Tras la derrota de los ejércitos federales en las batallas de Fredericksburg y Chancellorsville, el general Robert E. Lee, comandante en jefe del Ejército de Virginia del Norte, decidió que ya había llegado el momento de volver a invadir el norte. Su primera experiencia, en 1862, había sido negativa, pero 1863 sería el año de la victoria decisiva. La ofensiva comenzó a primeros de junio, cuando el cuerpo de ejército de Richard Ewell desapareció del frente sobre el río Rapahannock para dirigirse hacia el valle de Shenandoah, que serviría de autopista hacia Maryland y Pennsilvania. Poco después siguió el cuerpo de ejército de James Longstreet y, tras haber protegido la retaguardia y engañado a los federales durante un tiempo, el de Andrew Powell Hill. En el norte cundió el pánico. La presencia de los confederados sobre el cauce del río Susquehanna provocó pesadillas a civiles y militares por igual.
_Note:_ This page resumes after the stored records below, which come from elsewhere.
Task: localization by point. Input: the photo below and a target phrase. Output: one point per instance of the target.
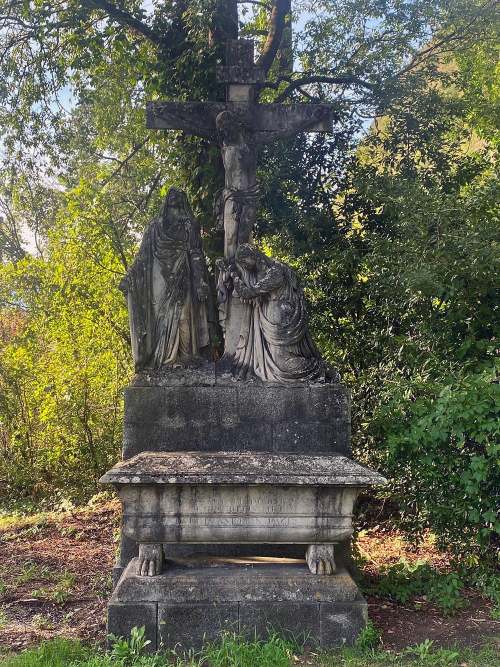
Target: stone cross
(239, 125)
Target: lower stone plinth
(195, 601)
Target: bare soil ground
(55, 578)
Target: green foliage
(404, 581)
(53, 653)
(127, 651)
(234, 651)
(368, 638)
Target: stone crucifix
(239, 126)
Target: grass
(233, 651)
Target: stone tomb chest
(246, 498)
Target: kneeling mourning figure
(274, 344)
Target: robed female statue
(166, 289)
(274, 343)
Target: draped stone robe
(168, 323)
(275, 343)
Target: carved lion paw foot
(150, 559)
(320, 559)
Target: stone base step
(194, 602)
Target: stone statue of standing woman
(166, 290)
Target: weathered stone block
(299, 620)
(193, 624)
(342, 622)
(313, 437)
(196, 601)
(236, 417)
(122, 617)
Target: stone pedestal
(197, 600)
(236, 480)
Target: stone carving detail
(150, 562)
(166, 289)
(320, 559)
(274, 343)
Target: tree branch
(277, 20)
(126, 19)
(313, 78)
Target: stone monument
(236, 481)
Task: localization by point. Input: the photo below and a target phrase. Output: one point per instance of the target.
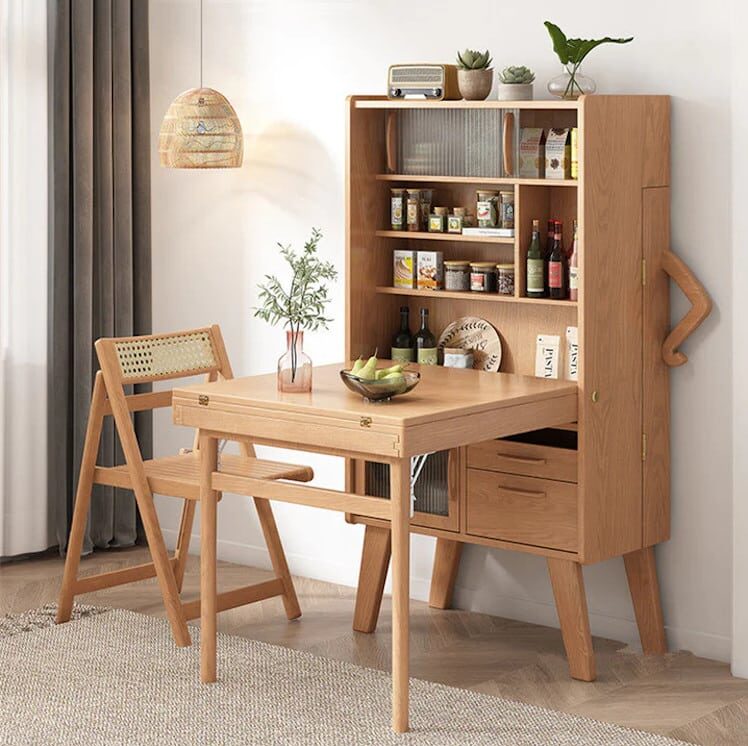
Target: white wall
(287, 68)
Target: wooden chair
(147, 359)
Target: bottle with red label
(557, 265)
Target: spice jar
(456, 275)
(397, 209)
(483, 277)
(414, 210)
(505, 279)
(506, 209)
(486, 209)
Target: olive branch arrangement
(571, 52)
(303, 305)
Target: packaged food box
(558, 154)
(532, 152)
(430, 266)
(404, 269)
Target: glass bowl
(380, 390)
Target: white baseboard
(704, 644)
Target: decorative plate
(472, 333)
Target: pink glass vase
(295, 366)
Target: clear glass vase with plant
(571, 52)
(300, 308)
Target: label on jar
(403, 354)
(427, 356)
(574, 278)
(555, 274)
(535, 280)
(397, 211)
(478, 281)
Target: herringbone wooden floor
(686, 697)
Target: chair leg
(164, 573)
(82, 502)
(183, 541)
(278, 557)
(375, 560)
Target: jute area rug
(115, 677)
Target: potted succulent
(300, 308)
(515, 83)
(571, 83)
(474, 74)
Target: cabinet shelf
(490, 180)
(425, 236)
(470, 296)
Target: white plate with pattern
(478, 335)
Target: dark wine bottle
(535, 265)
(426, 352)
(403, 346)
(557, 265)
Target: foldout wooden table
(450, 408)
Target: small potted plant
(571, 84)
(474, 74)
(515, 83)
(301, 308)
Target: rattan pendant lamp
(201, 129)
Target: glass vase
(295, 366)
(571, 84)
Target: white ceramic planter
(515, 91)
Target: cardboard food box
(404, 269)
(558, 154)
(430, 274)
(531, 153)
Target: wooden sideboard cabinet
(593, 489)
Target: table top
(442, 393)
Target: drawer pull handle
(523, 459)
(525, 493)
Sin embargo, el ejército del Potomac había reaccionado con rapidez y, bajo el mando del general George Gordon Meade, se había interpuesto entre los jinetes confederados y el grueso de su ejército, dejando ciego a su comandante. Así, cuando el 1 de julio de 1863 la división de Henry Heth avanzó hacia Gettysburg y se topó con la vanguardia unionista, la caballería de John Bufford, fue imposible cumplir la orden de Lee de evitar un enfrentamiento a gran escala.